The Anchor-Robust Project Scheduling Problem

In project scheduling, the durations of activities are often uncertain. Delays may cause a massive disorganization if a large number of activities must be rescheduled. In “The Anchor-Robust Project Scheduling Problem,” Bendotti, Chrétienne, Fouilhoux, and Pass-Lanneau propose a novel criterion for solution stability in project scheduling under processing times uncertainty. They define anchored jobs as jobs whose starting times can be guaranteed in a baseline schedule. Finding a project schedule with bounded makespan and a max-weight set of anchors is shown to be an NP-hard robust two-stage problem. Taking advantage of the combinatorial structure of project scheduling and budgeted uncertainty, the authors obtain a compact MIP formulation for the problem. Numerical results show that the obtained MIP outperforms standard techniques from the literature. They also showcase the practical interest of anchored jobs in project scheduling. In project scheduling with uncertain processing times, the decision maker often needs to compute a baseline schedule in advance while guaranteeing that some jobs will not be rescheduled later. Standard robust approaches either produce a schedule with a very large makespan or offer no guarantee on starting times of the jobs. The concept of anchor-robustness is introduced as a middle ground between these approaches. A subset of jobs is said to be anchored if the starting times of its jobs in the baseline schedule can be guaranteed. The Anchor-Robust Project Scheduling Problem (AnchRobPSP) is proposed as a robust two-stage problem to find a baseline schedule of bounded makespan and a max-weight subset of anchored jobs. AnchRobPSP is considered for several uncertainty sets, such as box or budgeted uncertainty sets. Dedicated graph models are presented. In particular, the existence of a compact mixed integer programming reformulation for budgeted uncertainty is proven.
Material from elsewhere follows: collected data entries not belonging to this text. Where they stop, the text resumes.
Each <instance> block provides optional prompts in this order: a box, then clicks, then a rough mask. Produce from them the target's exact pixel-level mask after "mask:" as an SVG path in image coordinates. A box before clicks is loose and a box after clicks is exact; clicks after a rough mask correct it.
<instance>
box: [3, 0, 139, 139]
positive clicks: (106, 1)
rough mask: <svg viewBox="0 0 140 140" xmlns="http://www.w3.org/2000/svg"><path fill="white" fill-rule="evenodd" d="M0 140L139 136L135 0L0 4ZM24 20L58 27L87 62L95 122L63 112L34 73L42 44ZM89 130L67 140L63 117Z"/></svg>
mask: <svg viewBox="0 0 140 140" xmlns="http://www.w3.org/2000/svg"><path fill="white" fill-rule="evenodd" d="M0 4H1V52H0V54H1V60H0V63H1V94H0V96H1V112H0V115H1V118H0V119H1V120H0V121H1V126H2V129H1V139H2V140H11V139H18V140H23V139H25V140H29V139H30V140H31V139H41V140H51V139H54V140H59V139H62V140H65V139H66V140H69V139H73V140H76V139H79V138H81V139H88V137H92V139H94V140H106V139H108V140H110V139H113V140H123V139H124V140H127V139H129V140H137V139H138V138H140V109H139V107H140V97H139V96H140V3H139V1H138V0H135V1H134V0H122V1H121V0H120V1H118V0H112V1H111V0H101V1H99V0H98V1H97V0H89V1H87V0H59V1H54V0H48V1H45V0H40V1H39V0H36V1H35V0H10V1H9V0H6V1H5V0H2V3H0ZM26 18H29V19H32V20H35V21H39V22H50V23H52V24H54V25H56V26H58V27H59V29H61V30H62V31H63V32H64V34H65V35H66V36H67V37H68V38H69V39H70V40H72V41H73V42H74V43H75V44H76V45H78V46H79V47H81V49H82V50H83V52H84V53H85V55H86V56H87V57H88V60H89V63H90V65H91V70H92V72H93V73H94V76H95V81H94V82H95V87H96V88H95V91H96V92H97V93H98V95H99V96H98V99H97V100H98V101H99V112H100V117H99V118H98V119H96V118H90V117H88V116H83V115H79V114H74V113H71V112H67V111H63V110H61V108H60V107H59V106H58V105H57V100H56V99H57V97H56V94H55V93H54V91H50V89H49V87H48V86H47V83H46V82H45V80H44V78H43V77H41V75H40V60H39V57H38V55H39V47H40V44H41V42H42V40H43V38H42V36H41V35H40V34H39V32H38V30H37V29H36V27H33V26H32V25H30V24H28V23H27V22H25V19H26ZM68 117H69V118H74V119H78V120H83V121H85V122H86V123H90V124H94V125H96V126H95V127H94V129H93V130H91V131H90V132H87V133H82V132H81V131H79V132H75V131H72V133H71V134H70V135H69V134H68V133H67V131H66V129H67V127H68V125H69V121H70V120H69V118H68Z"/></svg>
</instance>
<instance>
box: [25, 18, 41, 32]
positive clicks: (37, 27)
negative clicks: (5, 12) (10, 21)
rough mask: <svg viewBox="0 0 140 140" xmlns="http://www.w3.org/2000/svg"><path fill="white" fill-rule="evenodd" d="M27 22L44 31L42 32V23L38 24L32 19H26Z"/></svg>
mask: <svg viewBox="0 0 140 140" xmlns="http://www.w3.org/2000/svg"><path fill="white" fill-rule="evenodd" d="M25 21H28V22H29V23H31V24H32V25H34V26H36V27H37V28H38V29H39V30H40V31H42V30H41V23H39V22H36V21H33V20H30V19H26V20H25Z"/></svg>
AnchRobPSP is shown to be NP-hard even for budgeted uncertainty. Polynomial and pseudopolynomial algorithms are devised for box uncertainty and special cases of budgeted uncertainty. According to numerical results, the proposed approaches solve large-scale instances and outperform classical affine decisions rules for AnchRobPSP. Insights on the price of anchor-robustness are given based on computations.